Output
======

MirMachine writes intermediate files under ``data/`` and ``analyses/`` and
final run outputs under ``results/predictions/``.

Main Output Layout
------------------

For ``--species ExampleSpecies``, the key files are:

.. code-block:: text

    data/yamls/ExampleSpecies.yaml
    results/predictions/gff/ExampleSpecies.PRE.gff
    results/predictions/filtered_gff/ExampleSpecies.PRE.gff
    results/predictions/fasta/ExampleSpecies.PRE.fasta
    results/predictions/heatmap/ExampleSpecies.heatmap.csv

Interpretation
--------------

``results/predictions/gff/*.PRE.gff``
  Unfiltered predictions after overlap resolution.

``results/predictions/filtered_gff/*.PRE.gff``
  High-confidence subset after family-specific trusted cutoff filtering.

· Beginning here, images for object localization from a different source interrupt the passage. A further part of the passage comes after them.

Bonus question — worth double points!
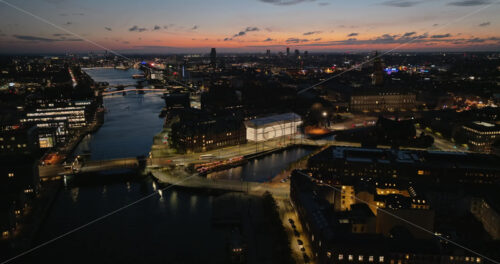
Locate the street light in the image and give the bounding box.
[322,111,328,128]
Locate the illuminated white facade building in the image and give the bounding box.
[244,113,302,142]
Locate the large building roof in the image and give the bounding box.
[463,121,500,132]
[311,146,500,171]
[244,112,301,128]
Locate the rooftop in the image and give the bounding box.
[244,112,301,128]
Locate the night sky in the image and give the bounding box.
[0,0,499,53]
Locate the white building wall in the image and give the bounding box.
[246,120,302,142]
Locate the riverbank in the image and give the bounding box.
[4,180,62,259]
[149,168,289,199]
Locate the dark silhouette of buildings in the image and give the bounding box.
[210,48,217,69]
[308,146,500,185]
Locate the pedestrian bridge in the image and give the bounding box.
[39,157,144,179]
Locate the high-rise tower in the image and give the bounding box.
[372,51,384,86]
[210,48,217,68]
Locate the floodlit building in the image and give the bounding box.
[462,121,500,153]
[20,99,97,147]
[350,90,416,113]
[244,113,302,142]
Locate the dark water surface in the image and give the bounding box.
[24,68,311,263]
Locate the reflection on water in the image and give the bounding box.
[29,68,316,264]
[208,147,314,182]
[29,69,229,263]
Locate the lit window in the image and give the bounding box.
[379,256,385,262]
[349,254,353,261]
[359,255,364,261]
[369,256,374,262]
[339,254,344,260]
[8,173,14,178]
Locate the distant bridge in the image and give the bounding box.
[102,88,168,96]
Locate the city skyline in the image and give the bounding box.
[1,0,500,54]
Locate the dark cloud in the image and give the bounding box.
[122,41,130,44]
[448,0,491,6]
[191,25,198,30]
[234,31,246,37]
[318,2,330,5]
[478,22,491,27]
[52,33,71,37]
[226,26,260,40]
[303,31,322,35]
[72,13,84,16]
[431,33,451,38]
[129,25,147,32]
[246,27,259,32]
[105,27,112,31]
[467,37,485,43]
[402,32,416,37]
[258,0,315,6]
[313,38,322,41]
[432,24,439,27]
[263,37,274,41]
[153,25,161,30]
[286,38,309,43]
[381,0,421,7]
[65,22,72,25]
[347,32,359,37]
[294,32,498,47]
[13,35,82,42]
[247,33,500,50]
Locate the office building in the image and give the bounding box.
[462,121,500,153]
[210,48,217,68]
[169,110,246,153]
[350,90,416,113]
[20,99,97,147]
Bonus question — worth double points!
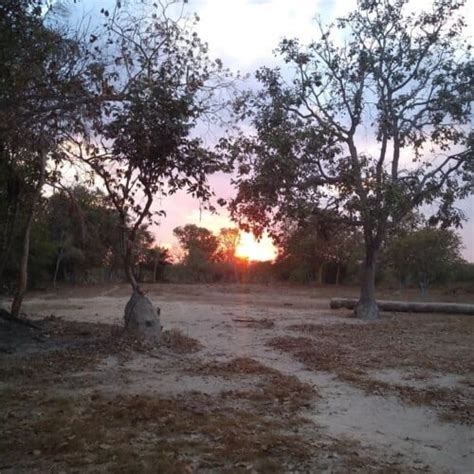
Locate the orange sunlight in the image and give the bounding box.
[235,232,277,262]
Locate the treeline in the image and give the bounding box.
[166,219,473,293]
[0,185,170,291]
[1,0,473,320]
[1,181,472,293]
[1,0,228,316]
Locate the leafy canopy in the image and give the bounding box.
[229,0,473,246]
[386,227,463,291]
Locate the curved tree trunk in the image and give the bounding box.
[124,247,139,292]
[119,218,140,292]
[355,245,379,320]
[10,149,46,318]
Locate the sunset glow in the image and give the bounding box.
[235,232,277,262]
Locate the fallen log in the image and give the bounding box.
[330,298,474,315]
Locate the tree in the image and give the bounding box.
[386,227,463,293]
[44,186,124,285]
[173,224,220,282]
[64,1,228,293]
[174,224,220,264]
[46,189,85,287]
[129,226,155,283]
[229,0,473,319]
[275,213,361,284]
[1,1,96,316]
[217,227,240,262]
[143,246,172,283]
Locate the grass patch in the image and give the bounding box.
[232,317,275,329]
[269,316,474,425]
[190,357,318,413]
[1,390,315,472]
[1,386,400,473]
[287,314,474,374]
[339,368,473,424]
[162,328,203,353]
[0,317,158,385]
[192,357,278,376]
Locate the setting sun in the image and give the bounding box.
[235,232,277,262]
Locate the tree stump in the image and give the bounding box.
[124,291,161,344]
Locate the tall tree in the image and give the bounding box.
[64,1,228,293]
[1,0,95,316]
[174,224,220,264]
[229,0,473,319]
[143,246,172,283]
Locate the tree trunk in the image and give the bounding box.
[124,246,139,292]
[53,250,63,289]
[10,149,46,318]
[419,279,429,295]
[53,234,66,289]
[317,262,325,285]
[335,262,341,286]
[355,245,379,320]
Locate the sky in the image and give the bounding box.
[147,0,473,262]
[73,0,474,261]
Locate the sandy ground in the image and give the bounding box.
[1,283,473,473]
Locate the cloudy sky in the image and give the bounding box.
[72,0,473,261]
[147,0,472,261]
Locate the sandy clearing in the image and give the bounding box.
[5,283,474,473]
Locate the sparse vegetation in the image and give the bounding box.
[1,0,473,471]
[162,328,204,353]
[1,283,472,471]
[269,314,474,423]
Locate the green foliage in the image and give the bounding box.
[1,1,231,298]
[0,184,165,290]
[385,227,463,293]
[1,0,95,165]
[275,213,363,284]
[227,0,473,315]
[55,1,230,289]
[0,0,101,310]
[449,261,474,293]
[174,224,220,264]
[217,228,240,263]
[2,204,56,290]
[137,246,172,283]
[452,262,474,283]
[28,218,57,287]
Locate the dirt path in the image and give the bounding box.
[3,284,474,472]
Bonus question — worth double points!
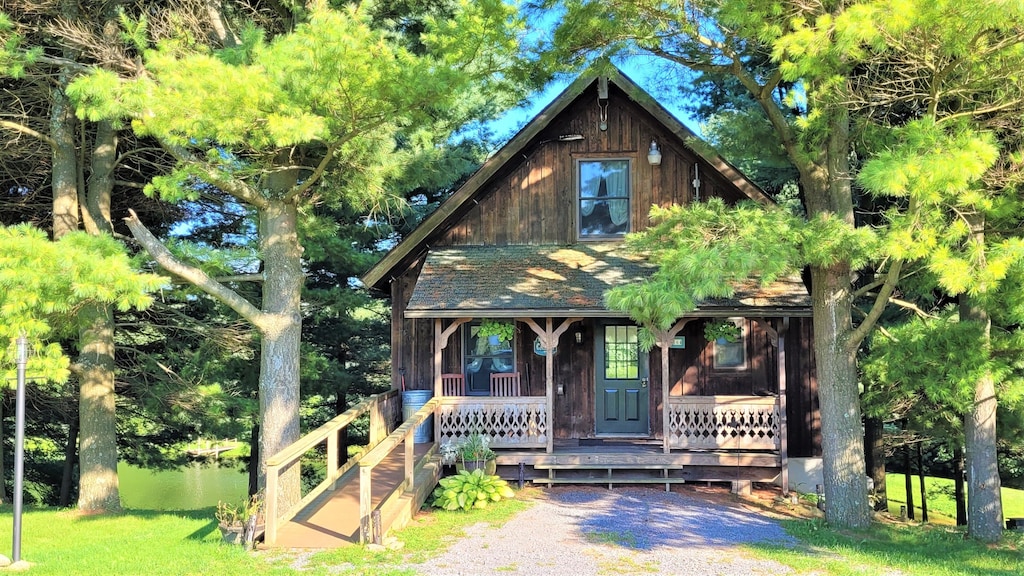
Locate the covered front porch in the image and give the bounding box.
[426,315,796,492]
[388,243,818,490]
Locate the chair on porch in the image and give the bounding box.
[489,372,521,396]
[441,373,465,396]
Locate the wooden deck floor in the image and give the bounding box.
[266,441,434,549]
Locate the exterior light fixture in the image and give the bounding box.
[575,331,582,344]
[647,140,662,165]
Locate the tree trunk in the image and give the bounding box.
[248,422,259,497]
[83,121,116,235]
[50,73,79,239]
[59,412,79,507]
[77,302,121,512]
[864,416,888,512]
[75,119,121,513]
[954,444,967,526]
[811,263,871,529]
[960,290,1003,542]
[0,395,5,504]
[256,199,303,511]
[335,391,349,469]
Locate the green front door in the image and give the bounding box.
[595,324,649,435]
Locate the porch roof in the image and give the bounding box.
[405,244,811,318]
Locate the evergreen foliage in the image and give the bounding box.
[0,225,165,382]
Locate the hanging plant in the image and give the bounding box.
[477,319,515,343]
[704,319,741,343]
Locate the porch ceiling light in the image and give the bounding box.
[647,140,662,165]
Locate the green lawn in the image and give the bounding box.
[0,493,533,576]
[2,481,1022,576]
[751,519,1024,576]
[884,473,1024,524]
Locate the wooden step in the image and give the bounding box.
[532,476,686,491]
[534,463,683,470]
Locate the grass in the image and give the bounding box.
[746,474,1024,575]
[0,506,297,575]
[3,480,1023,575]
[884,473,1024,524]
[0,489,536,576]
[751,519,1024,575]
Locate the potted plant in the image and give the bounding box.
[440,432,497,475]
[477,319,515,345]
[703,319,741,343]
[215,491,264,547]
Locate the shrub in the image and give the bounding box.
[431,468,515,511]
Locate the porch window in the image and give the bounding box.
[713,319,746,370]
[603,325,639,379]
[463,324,515,395]
[579,159,630,238]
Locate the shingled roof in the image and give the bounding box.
[405,244,811,318]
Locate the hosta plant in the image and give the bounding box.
[431,468,515,511]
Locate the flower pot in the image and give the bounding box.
[456,458,497,475]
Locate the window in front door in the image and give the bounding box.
[604,325,639,379]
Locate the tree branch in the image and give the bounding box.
[0,120,57,148]
[847,258,904,349]
[124,209,270,331]
[158,141,271,210]
[283,142,339,203]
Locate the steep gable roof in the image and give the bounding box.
[362,65,771,291]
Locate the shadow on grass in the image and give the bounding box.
[748,519,1024,576]
[62,506,222,541]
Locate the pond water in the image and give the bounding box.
[118,461,248,511]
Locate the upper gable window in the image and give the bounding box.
[579,159,630,238]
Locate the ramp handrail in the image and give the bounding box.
[358,397,439,544]
[264,388,400,545]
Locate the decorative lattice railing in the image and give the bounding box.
[437,397,547,449]
[666,396,780,450]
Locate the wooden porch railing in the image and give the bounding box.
[666,395,780,450]
[437,396,547,449]
[264,389,401,545]
[358,398,439,543]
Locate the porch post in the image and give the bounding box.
[655,319,692,454]
[545,318,554,454]
[432,318,471,444]
[778,317,790,495]
[521,317,581,454]
[433,319,443,399]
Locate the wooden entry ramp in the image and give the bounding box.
[267,442,437,548]
[263,393,442,549]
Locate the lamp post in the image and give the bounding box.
[13,334,28,562]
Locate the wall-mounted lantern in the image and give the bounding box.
[647,140,662,165]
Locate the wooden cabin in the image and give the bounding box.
[362,66,821,491]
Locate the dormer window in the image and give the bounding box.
[579,159,630,238]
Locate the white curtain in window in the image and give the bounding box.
[606,168,628,226]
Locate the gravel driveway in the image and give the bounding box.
[405,486,798,575]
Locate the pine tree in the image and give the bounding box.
[68,1,531,511]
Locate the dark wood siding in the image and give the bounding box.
[786,317,820,457]
[437,85,746,247]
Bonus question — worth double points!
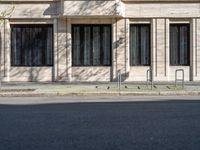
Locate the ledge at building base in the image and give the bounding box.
[0,90,200,97]
[0,82,199,97]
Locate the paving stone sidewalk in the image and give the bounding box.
[0,82,200,97]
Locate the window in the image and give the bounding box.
[130,24,151,66]
[170,24,190,66]
[11,24,53,66]
[72,25,111,66]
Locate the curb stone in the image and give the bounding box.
[0,91,200,97]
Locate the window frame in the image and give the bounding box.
[10,24,54,67]
[72,24,112,67]
[169,23,190,66]
[129,24,151,66]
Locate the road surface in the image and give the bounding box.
[0,96,200,150]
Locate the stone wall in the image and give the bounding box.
[0,0,200,82]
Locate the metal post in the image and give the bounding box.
[117,70,121,91]
[150,69,153,90]
[146,69,149,87]
[175,69,184,89]
[146,69,153,90]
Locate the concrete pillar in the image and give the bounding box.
[165,18,170,80]
[112,18,126,81]
[57,18,67,81]
[191,18,197,81]
[151,19,156,81]
[53,18,58,81]
[0,20,5,81]
[4,19,10,82]
[66,18,72,81]
[125,18,130,78]
[154,19,166,81]
[196,19,200,81]
[112,18,117,81]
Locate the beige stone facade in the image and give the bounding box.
[0,0,200,82]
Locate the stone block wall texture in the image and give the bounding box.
[0,0,200,82]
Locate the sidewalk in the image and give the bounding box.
[0,82,200,97]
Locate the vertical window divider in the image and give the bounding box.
[80,26,84,65]
[178,27,180,65]
[100,26,103,65]
[139,26,142,65]
[71,26,74,66]
[30,27,33,67]
[90,25,93,66]
[21,28,24,66]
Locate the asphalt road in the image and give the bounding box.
[0,97,200,150]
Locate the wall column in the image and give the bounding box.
[191,18,197,81]
[4,19,10,82]
[112,18,126,81]
[151,19,156,82]
[112,18,117,81]
[66,18,72,81]
[57,18,67,81]
[0,20,5,82]
[154,19,167,81]
[165,18,170,81]
[196,18,200,81]
[125,18,130,78]
[53,18,58,81]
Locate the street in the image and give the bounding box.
[0,97,200,150]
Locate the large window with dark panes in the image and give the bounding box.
[170,24,190,66]
[72,25,111,66]
[11,24,53,66]
[130,24,151,66]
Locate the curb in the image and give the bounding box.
[0,91,200,97]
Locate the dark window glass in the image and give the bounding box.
[72,25,111,66]
[11,24,53,66]
[170,24,190,66]
[130,24,151,66]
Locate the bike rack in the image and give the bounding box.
[0,78,1,90]
[146,69,153,90]
[117,70,122,91]
[175,69,184,89]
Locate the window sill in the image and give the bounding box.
[170,65,190,66]
[11,66,53,67]
[72,66,111,67]
[130,65,151,67]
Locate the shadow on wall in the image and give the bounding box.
[43,0,119,17]
[113,35,130,82]
[10,67,53,82]
[43,2,59,16]
[61,0,121,16]
[18,1,58,18]
[72,67,110,82]
[11,1,125,82]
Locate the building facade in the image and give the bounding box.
[0,0,200,82]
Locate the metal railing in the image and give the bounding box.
[117,70,122,91]
[175,69,184,89]
[146,69,153,90]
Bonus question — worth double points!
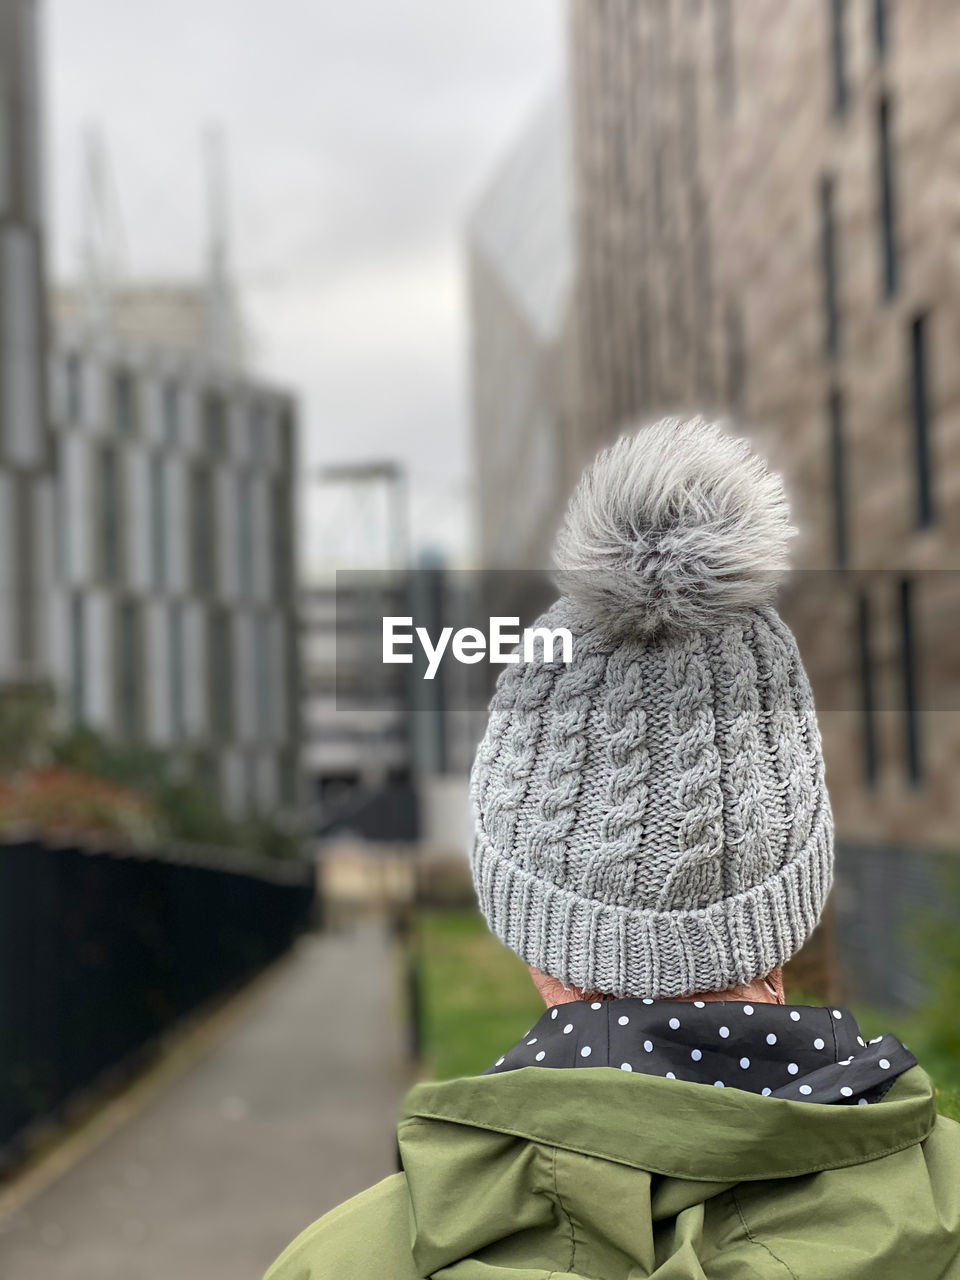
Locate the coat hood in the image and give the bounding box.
[398,1065,943,1279]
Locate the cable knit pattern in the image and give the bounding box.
[653,633,725,911]
[470,592,833,999]
[526,649,609,883]
[713,623,777,893]
[580,649,650,905]
[480,658,559,856]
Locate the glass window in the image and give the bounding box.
[150,453,167,590]
[714,0,735,116]
[117,599,141,742]
[70,593,86,723]
[254,613,271,738]
[113,370,137,434]
[856,594,878,787]
[874,0,889,58]
[204,393,226,454]
[65,352,83,423]
[250,402,268,466]
[899,578,921,786]
[828,387,848,567]
[725,297,745,415]
[190,465,215,593]
[910,313,934,528]
[210,610,234,740]
[169,602,185,742]
[820,175,839,359]
[877,96,898,298]
[272,478,292,601]
[830,0,848,117]
[162,381,179,450]
[238,472,255,598]
[99,444,121,582]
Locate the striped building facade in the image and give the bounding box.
[0,0,54,690]
[48,315,300,817]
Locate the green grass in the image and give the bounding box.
[416,909,542,1080]
[414,909,960,1122]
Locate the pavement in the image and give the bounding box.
[0,918,407,1280]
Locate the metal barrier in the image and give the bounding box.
[0,836,315,1163]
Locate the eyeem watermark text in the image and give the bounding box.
[383,617,573,680]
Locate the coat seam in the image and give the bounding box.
[732,1188,800,1280]
[551,1144,576,1274]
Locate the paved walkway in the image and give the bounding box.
[0,919,406,1280]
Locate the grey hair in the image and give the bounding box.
[553,415,795,639]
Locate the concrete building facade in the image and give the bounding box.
[48,300,300,816]
[0,0,54,690]
[498,0,960,850]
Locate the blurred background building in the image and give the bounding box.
[0,0,54,695]
[48,298,299,816]
[468,0,960,1005]
[466,86,578,576]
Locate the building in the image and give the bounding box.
[466,87,580,574]
[0,0,54,692]
[48,286,300,817]
[469,0,960,856]
[302,575,414,838]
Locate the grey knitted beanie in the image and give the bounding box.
[469,416,833,999]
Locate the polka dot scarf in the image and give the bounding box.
[487,1000,916,1105]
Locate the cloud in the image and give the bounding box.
[46,0,562,540]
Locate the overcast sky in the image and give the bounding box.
[46,0,562,563]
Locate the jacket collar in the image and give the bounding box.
[485,998,916,1106]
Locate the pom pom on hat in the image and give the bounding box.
[553,415,795,639]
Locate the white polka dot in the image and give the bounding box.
[857,1036,865,1046]
[535,1051,545,1062]
[620,1062,633,1072]
[832,1009,842,1019]
[766,1033,777,1046]
[580,1046,592,1058]
[618,1015,630,1026]
[563,1024,573,1035]
[718,1025,730,1039]
[691,1048,702,1062]
[527,1038,537,1045]
[761,1087,772,1096]
[591,1002,602,1010]
[790,1011,800,1022]
[669,1017,681,1030]
[799,1085,812,1095]
[551,1008,558,1019]
[787,1062,799,1075]
[870,1036,882,1045]
[739,1057,750,1070]
[495,1057,505,1066]
[858,1098,869,1106]
[879,1058,890,1070]
[813,1038,825,1050]
[743,1005,754,1015]
[714,1080,725,1088]
[642,998,654,1005]
[665,1071,676,1079]
[643,1040,654,1053]
[840,1057,853,1065]
[693,1000,705,1008]
[840,1086,853,1097]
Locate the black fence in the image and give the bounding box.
[0,836,315,1162]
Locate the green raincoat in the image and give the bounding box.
[266,1063,960,1278]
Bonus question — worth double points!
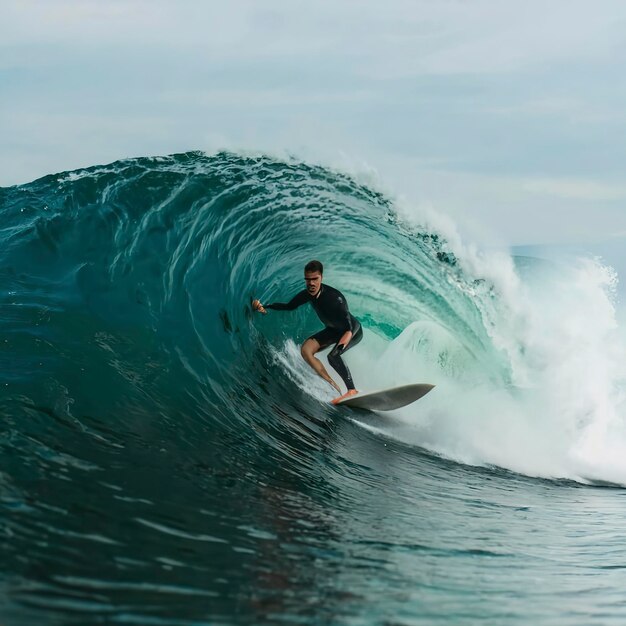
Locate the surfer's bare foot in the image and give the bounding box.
[331,389,359,405]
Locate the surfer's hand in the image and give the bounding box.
[338,330,352,349]
[252,299,267,314]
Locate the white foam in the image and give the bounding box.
[269,339,335,403]
[264,190,626,484]
[356,206,626,484]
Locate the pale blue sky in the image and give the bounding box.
[2,0,626,246]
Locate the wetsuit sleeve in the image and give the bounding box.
[335,293,353,332]
[265,290,309,311]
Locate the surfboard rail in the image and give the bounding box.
[335,383,435,411]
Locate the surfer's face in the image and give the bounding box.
[304,271,322,297]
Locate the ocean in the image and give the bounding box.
[2,151,626,625]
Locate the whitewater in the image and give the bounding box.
[2,151,626,625]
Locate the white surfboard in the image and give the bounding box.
[335,383,435,411]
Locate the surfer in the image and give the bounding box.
[252,260,363,404]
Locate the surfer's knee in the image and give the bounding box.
[327,344,342,366]
[301,339,319,362]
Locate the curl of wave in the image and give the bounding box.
[2,151,625,483]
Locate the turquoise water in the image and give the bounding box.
[2,152,626,625]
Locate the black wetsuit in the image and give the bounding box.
[265,284,363,390]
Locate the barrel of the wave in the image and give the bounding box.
[250,261,435,410]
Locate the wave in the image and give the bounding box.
[2,151,625,484]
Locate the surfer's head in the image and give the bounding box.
[304,260,323,297]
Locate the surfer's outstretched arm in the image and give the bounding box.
[252,290,308,314]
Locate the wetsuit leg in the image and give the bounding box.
[327,324,363,390]
[308,327,342,350]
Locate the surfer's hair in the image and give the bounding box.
[305,260,323,275]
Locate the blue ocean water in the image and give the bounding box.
[2,152,626,625]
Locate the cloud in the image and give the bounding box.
[4,0,626,73]
[2,0,626,246]
[523,178,626,202]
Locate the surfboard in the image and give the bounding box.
[335,383,435,411]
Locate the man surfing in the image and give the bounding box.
[252,260,363,405]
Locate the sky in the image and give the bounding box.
[2,0,626,247]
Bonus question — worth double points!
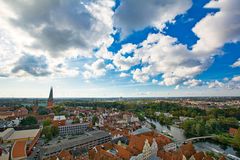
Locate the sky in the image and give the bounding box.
[0,0,240,98]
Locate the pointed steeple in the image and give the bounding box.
[47,87,54,109]
[48,87,53,101]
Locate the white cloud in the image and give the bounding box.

``results/predictions/fasta/*.PRE.fasta``
  FASTA entries for predicted loci, including confidence label and seed
  annotations in the header.

``results/predictions/heatmap/*.heatmap.csv``
  Summary table for downstream plotting with per-family total and filtered hit
  counts.

GFF Header Fields
-----------------

**Header:**

.. code-block::

    ##gff-version 3
    # MirMachine version: (MirMachine version used)
    # CM Models: Built using MirGeneDB 3.0 (database version)
    # Total families searched: (Total families searched for this run)
    # Node: (Node name given)
    # Model: (selected model)
    # Genome file: (genome file location)
    # Species: (species name given)
    # Params: (Command line parameters)
    # microRNA families searched: (searched families)
    # Expected microRNA family losses: (microRNA family losses for this Node)
    # microRNA score: (percent of score families with >=1 hit)
    # microRNA seed score: (percent of score families with >=1 hit that has seed != None)
    # microRNA hiconf seed score: (percent of score families with >=1 hit that has at least one * seed)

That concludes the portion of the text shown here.